Выбрать главу

Как же тяжело было! Приедет секретарь райкома партии. План-то мы выполнили. А он давай требовать дополнительно то в фонд фронта, то в фонд беспризорных, то еще в какой-нибудь фонд. Смотришь, бабы работают, работают, и получается зазря: всё придется сдать. И их жалко, и винить некого, потому что понимаешь: для государства это. А с секретарем ругались, жуть. Когда уходил, все в один голос: «Алексей Иванович, лучше вас в председателях никого не было и не будет».

Любил порассуждать о политике. Читал газету «Известия» от начала до конца. Всю! Однако здравые рассуждения уживались у него с мнениями, мягко говоря, сомнительными:

– За что уважаю де Голя, за честность. Пригласили его в Женеву на совещание глав 18 государств. Наотрез отказался. «Ни к чему,– говорит.– Одна болтовня». И верно. Сто заседаний по разоружению, и никакого толку. Уж сколько наши шли на уступки, и хоть бы что изменилось. Э-э-эх! Да что говорить, доллар, он и есть доллар.

Вспоминая деда, нахожу его очень похожим на таможенника Верещагина из фильма «Белое солнце пустыни». И внешне: та же стать, широко развернутые плечи, крупная голова в спутанных седых волосах, с мудрыми и чуточку грустными глазами. И внутренне: та же настроенность, при которой не за себя, «за державу обидно». А потому почитал Сталина. Сколько бы ни говорил о культе личности, о репрессиях, у него всегда наготове аргумент: «Он державу с колен поднял». Хрущева не то чтобы презирал, но не уважал, считая человеком поверхностным и глупым.

– Смотри, Колюшка, что это ушастый вытворяет.

Он почему-то не на лысину Хрущева, как все, обращал внимание, а на уши.

– К чему нам раздрай с китайцами. Мао-цзэ дун – не дурак, и пальца ему в рот не клади, с ним говорить надо уважительно и жить мирно. Сталин мог, а этот нет…

Когда вышел совсем уж подхалимный фильм «Наш любимый Никита Сергеевич», дед сразу оказался среди тех, кто считал: либо это не наш любимый, либо наш нелюбимый…

После отстранения Хрущева от власти Софья Васильевна разохалась, как жить будем? Он прервал её решительно:

– Как прежде, во всяком случае, не хуже.

Дед ошибся, но незначительно. Жить стали не по-прежнему, а по-брежнему, как тогда говорили.

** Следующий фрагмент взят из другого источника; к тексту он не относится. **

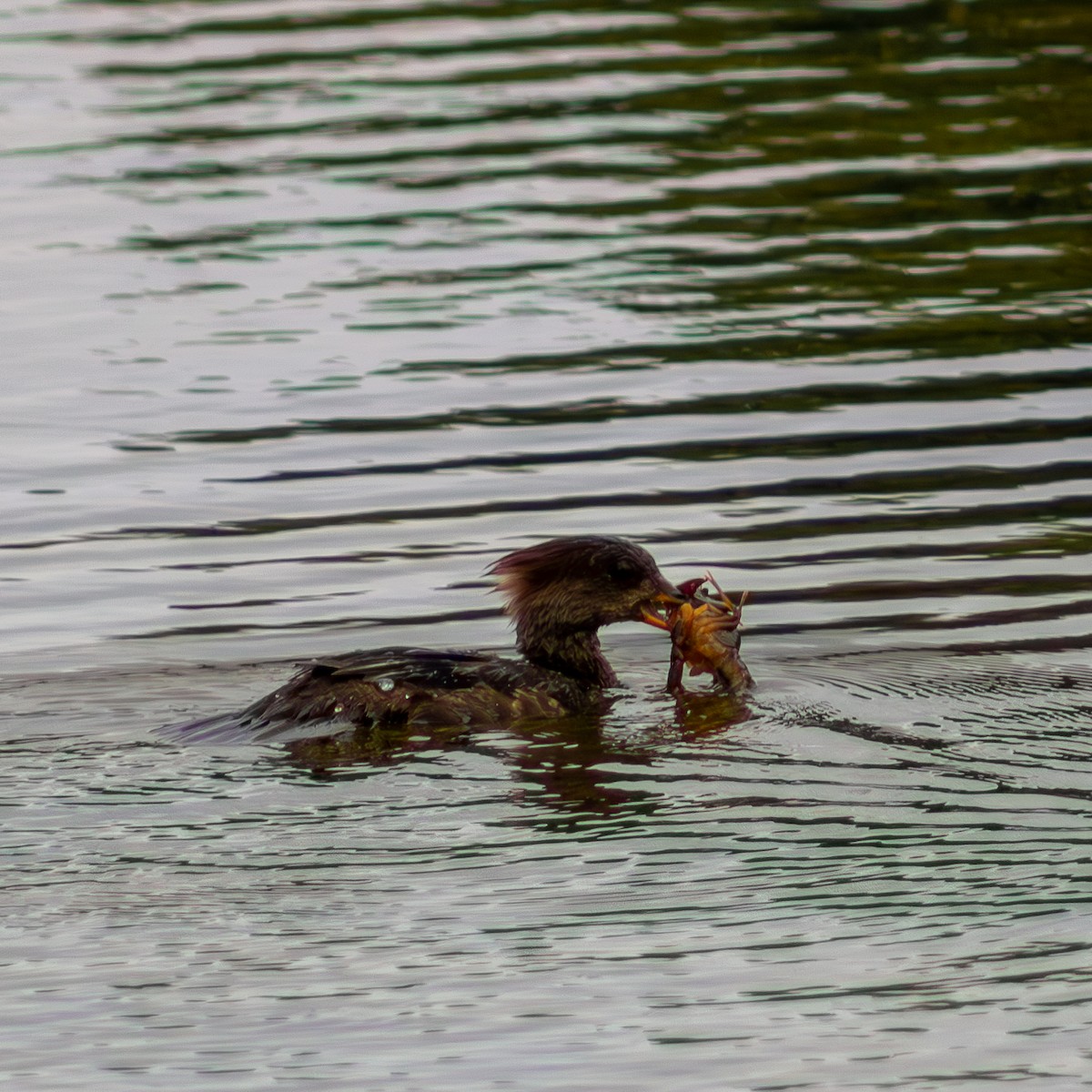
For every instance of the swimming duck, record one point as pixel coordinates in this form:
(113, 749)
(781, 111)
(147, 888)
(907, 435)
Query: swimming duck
(558, 593)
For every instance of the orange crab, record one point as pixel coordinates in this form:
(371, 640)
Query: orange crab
(705, 637)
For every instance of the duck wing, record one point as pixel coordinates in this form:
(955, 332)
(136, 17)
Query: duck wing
(391, 687)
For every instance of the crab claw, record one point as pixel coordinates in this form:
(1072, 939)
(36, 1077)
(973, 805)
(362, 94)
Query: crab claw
(667, 598)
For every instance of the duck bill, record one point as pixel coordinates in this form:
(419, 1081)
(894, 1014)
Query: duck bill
(655, 611)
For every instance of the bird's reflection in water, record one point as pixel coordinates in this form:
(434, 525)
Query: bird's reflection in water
(568, 764)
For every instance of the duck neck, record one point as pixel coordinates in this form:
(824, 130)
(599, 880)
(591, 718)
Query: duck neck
(576, 653)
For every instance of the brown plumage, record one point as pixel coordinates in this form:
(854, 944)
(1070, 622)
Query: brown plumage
(558, 594)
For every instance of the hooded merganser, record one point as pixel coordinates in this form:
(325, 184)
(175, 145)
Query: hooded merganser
(558, 594)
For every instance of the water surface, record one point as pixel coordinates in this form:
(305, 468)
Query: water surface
(315, 310)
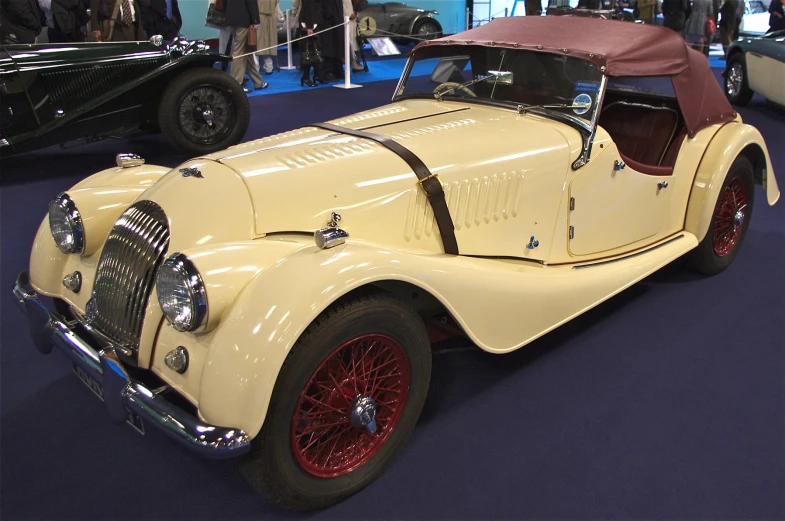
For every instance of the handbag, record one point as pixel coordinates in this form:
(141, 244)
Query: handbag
(711, 27)
(216, 18)
(310, 55)
(250, 40)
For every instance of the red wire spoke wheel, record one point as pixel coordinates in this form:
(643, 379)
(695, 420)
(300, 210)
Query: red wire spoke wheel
(729, 219)
(325, 441)
(347, 397)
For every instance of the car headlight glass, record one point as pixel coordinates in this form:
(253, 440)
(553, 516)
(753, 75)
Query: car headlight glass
(66, 225)
(181, 293)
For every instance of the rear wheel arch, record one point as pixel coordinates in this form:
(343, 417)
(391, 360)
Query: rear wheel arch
(757, 157)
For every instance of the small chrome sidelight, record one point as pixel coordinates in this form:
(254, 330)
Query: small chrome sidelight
(191, 172)
(73, 281)
(177, 359)
(128, 160)
(330, 237)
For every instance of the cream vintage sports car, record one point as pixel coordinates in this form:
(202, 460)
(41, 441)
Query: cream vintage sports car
(270, 301)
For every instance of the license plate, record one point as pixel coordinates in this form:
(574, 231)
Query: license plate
(133, 419)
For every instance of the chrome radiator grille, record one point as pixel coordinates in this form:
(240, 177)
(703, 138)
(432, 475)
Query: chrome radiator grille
(126, 272)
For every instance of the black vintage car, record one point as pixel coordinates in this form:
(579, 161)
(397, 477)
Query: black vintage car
(395, 19)
(56, 93)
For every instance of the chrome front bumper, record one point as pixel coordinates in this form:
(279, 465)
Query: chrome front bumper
(119, 392)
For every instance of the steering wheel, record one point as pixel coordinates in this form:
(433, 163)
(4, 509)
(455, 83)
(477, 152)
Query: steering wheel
(452, 86)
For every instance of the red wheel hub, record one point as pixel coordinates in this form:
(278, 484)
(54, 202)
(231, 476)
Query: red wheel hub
(370, 370)
(730, 216)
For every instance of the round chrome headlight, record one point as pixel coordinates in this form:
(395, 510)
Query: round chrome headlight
(181, 293)
(66, 225)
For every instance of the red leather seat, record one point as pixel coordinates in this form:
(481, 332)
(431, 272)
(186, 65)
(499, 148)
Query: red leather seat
(641, 132)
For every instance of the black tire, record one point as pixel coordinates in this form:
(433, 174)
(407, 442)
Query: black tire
(273, 466)
(721, 245)
(427, 30)
(737, 89)
(186, 100)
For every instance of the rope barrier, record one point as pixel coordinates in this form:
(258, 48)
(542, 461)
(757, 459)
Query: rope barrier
(291, 41)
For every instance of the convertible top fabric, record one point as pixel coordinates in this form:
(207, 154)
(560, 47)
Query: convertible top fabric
(618, 49)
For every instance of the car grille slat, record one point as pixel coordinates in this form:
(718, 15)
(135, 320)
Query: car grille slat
(134, 250)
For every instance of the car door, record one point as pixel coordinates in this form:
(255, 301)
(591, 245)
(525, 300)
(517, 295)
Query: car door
(16, 112)
(613, 205)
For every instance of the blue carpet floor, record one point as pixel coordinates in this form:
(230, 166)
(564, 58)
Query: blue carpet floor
(664, 403)
(379, 69)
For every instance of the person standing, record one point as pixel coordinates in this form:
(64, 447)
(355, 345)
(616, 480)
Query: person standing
(728, 22)
(646, 9)
(308, 14)
(242, 16)
(675, 14)
(116, 20)
(162, 17)
(267, 34)
(333, 40)
(70, 19)
(695, 33)
(20, 21)
(776, 15)
(354, 48)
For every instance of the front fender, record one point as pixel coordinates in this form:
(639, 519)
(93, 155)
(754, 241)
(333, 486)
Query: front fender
(732, 139)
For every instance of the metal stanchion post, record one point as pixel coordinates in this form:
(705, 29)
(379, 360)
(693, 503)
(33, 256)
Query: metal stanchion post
(347, 64)
(289, 64)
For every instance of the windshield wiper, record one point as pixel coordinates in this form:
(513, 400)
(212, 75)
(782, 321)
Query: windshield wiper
(524, 108)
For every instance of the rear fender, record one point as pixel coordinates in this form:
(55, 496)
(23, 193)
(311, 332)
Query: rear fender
(521, 301)
(728, 143)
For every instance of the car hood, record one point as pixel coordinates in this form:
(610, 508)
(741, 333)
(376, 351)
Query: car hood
(481, 154)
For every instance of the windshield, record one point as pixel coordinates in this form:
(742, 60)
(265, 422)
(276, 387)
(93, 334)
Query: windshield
(544, 82)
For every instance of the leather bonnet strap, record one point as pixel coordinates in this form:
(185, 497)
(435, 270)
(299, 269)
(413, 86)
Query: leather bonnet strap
(430, 183)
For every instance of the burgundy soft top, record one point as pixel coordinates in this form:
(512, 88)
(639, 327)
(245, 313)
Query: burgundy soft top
(618, 49)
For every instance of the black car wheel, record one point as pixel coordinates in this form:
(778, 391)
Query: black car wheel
(729, 222)
(427, 30)
(345, 401)
(737, 89)
(202, 111)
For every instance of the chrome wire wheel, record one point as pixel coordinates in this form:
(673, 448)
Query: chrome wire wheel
(206, 114)
(350, 406)
(730, 217)
(735, 80)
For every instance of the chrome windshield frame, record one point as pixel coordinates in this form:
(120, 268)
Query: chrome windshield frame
(589, 139)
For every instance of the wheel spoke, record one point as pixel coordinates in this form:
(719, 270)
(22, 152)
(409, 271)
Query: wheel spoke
(324, 441)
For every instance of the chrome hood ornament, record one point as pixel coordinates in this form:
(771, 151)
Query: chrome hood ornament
(191, 172)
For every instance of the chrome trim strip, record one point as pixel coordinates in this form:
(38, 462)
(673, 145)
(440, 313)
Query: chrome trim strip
(630, 256)
(121, 394)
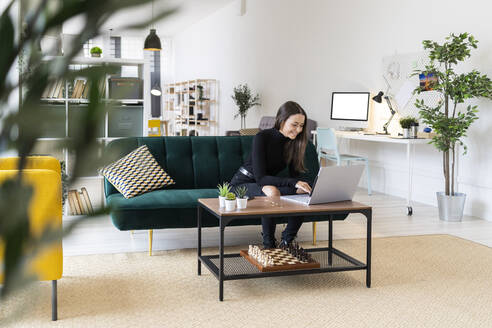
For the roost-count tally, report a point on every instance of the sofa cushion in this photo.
(137, 173)
(160, 199)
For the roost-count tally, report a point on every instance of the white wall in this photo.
(304, 50)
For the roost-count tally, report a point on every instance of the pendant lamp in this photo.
(152, 41)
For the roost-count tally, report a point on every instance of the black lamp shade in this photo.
(156, 90)
(379, 97)
(152, 41)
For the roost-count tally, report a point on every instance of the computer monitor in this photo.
(350, 109)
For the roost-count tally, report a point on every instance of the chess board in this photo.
(283, 260)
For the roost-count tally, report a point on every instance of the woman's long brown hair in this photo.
(294, 149)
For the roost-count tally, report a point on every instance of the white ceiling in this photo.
(188, 13)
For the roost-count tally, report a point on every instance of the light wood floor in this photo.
(98, 236)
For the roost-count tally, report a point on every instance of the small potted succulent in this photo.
(224, 189)
(96, 52)
(406, 123)
(241, 198)
(230, 202)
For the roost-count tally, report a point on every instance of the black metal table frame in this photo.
(225, 220)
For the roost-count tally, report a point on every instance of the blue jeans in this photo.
(268, 224)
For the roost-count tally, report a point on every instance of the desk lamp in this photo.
(379, 99)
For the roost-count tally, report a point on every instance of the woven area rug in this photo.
(417, 281)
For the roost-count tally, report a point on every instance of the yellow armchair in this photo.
(45, 209)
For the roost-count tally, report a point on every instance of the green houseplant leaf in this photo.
(448, 119)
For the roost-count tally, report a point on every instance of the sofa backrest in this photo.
(199, 162)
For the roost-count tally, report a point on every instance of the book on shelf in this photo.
(71, 203)
(83, 204)
(79, 205)
(62, 89)
(47, 91)
(56, 89)
(85, 196)
(85, 92)
(73, 199)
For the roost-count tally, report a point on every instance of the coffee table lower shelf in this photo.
(237, 267)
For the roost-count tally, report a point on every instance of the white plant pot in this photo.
(451, 207)
(230, 205)
(221, 201)
(242, 203)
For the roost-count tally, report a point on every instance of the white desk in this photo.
(384, 138)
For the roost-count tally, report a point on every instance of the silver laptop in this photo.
(333, 184)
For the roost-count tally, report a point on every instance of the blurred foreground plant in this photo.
(21, 124)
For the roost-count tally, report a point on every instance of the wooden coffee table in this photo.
(234, 266)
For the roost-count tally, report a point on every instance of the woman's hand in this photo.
(303, 187)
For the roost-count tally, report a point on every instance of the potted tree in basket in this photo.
(242, 199)
(224, 189)
(96, 52)
(244, 100)
(449, 119)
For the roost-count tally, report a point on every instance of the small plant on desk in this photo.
(224, 189)
(406, 123)
(230, 202)
(242, 199)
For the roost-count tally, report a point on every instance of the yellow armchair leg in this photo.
(314, 233)
(150, 242)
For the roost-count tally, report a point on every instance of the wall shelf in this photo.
(184, 109)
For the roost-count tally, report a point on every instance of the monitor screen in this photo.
(350, 106)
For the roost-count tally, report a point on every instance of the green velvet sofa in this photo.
(197, 165)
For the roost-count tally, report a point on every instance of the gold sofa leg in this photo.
(54, 301)
(150, 242)
(314, 233)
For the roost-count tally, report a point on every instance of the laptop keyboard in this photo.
(298, 198)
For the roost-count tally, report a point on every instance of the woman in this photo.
(273, 150)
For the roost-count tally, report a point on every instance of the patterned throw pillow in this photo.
(137, 173)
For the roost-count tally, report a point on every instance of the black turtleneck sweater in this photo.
(267, 159)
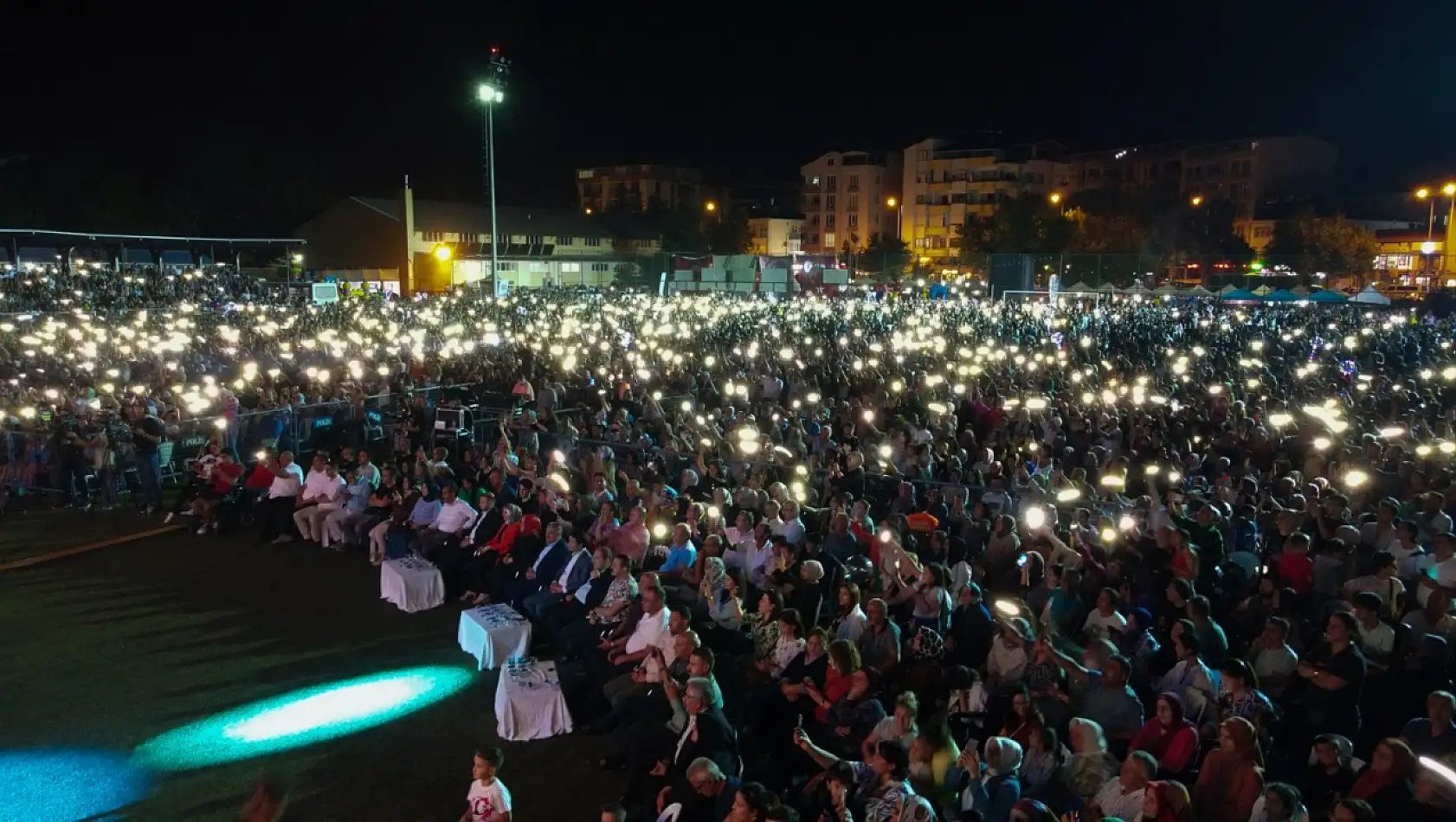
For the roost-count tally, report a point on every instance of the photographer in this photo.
(70, 444)
(147, 433)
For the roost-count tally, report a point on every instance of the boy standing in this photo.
(488, 800)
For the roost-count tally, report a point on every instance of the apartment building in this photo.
(775, 236)
(1248, 172)
(845, 198)
(636, 185)
(947, 183)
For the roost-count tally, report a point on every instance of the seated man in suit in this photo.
(533, 572)
(574, 572)
(706, 734)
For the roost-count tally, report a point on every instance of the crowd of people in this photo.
(883, 559)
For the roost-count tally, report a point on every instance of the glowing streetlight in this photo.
(493, 93)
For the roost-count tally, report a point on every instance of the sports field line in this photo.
(87, 548)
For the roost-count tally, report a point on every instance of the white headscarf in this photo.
(1008, 755)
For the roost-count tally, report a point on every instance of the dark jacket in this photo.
(714, 740)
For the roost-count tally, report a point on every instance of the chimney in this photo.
(407, 286)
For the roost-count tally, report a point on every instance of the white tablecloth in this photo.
(494, 633)
(412, 584)
(532, 712)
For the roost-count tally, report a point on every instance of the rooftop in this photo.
(475, 219)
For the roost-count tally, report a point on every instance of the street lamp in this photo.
(491, 93)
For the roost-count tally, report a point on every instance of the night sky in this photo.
(270, 98)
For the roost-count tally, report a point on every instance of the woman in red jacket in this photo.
(1168, 736)
(512, 530)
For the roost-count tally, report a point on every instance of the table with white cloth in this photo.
(494, 633)
(412, 584)
(529, 703)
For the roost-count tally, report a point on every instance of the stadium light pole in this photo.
(493, 92)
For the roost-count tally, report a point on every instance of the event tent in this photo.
(1240, 296)
(1372, 297)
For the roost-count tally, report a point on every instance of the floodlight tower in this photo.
(491, 92)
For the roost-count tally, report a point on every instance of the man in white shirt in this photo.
(1376, 638)
(320, 497)
(572, 572)
(645, 636)
(452, 521)
(1272, 659)
(1442, 574)
(275, 510)
(1121, 798)
(367, 469)
(791, 529)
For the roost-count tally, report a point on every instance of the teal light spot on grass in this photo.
(300, 717)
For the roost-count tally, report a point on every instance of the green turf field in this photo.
(106, 649)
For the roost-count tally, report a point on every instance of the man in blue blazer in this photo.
(536, 569)
(572, 574)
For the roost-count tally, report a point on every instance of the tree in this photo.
(1324, 243)
(884, 255)
(1022, 224)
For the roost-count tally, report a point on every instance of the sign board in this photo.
(325, 292)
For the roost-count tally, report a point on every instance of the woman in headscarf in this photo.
(1232, 776)
(1168, 736)
(1031, 811)
(809, 591)
(992, 787)
(1089, 766)
(1022, 721)
(721, 600)
(1387, 780)
(1007, 662)
(1330, 774)
(924, 671)
(1136, 639)
(1165, 802)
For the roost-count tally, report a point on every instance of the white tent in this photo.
(1372, 297)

Вообще о политике он поговорить любил, и говорили мы подолгу во время долгого вечернего чаепития. Главная тема разговоров тогда – размещение наших ракет на Кубе. В оценке разошлись. Он считал договоренность с Вашингтоном предательством по отношению к Фиделю, я же благодарил судьбу за отведение смертельной угрозы. Иногда в наши рассуждения о политике вмешивалась Софья Васильевна, всегда норовившая оказаться правее правого.

С моим прибытием споры велись и вокруг убийства в Багдаде просоветского лидера Ирака Касема. Чуть ли не в первое же утреннее чаепитие Алексей Михайлович спросил, что я думаю по этому поводу?

– В общем, чего-то подобного следовало ожидать, – ответил я скромно.

– Да! – дед удивленно посмотрел на меня поверх очков, съехавших на кончик носа.

– Так получилось, что в прошлом году в Москве я жил в общежитии с братом ближайшего соратника Касема…

Очки у деда свалились с носа окончательно, хорошо что не в чашку с чаем.

– Колюшка, не томи старика, расскажи подробнее.

Я и рассказал максимально подробно, исключив, правда, упоминание о винном гурманстве и наших попытках приобщения араба к русской реальности.

«Казанский» двор

После ужина сел за книгу, не успел прочесть и нескольких страниц, как за дверью раздался истошный вопль Софьи Васильевны:

– Лёша, Лёша, нашего Бишку паралич разбил.

Дверь из хозяйской половины открылась не скоро, но с большим грохотом. Алексей Михайлович протопал на кухню.

– Что случилось, Сонюшка?

– Бишка не ходит. Сидела я, значит, за столом, вдруг он выскочил из-под кровати, а идти не может.

Бишка – беспородная, не очень крупная, симпатичная собака, с крупными кудрями шоколадного цвета, желтыми подпалинами, большими мягкими ушами и умной выразительной мордашкой. Хитрый донельзя. Он в это самое время, тяжело дыша, смущенно вилял хвостом, оправдываясь за устроенный им переполох, который привел в расстройство обожаемых хозяев.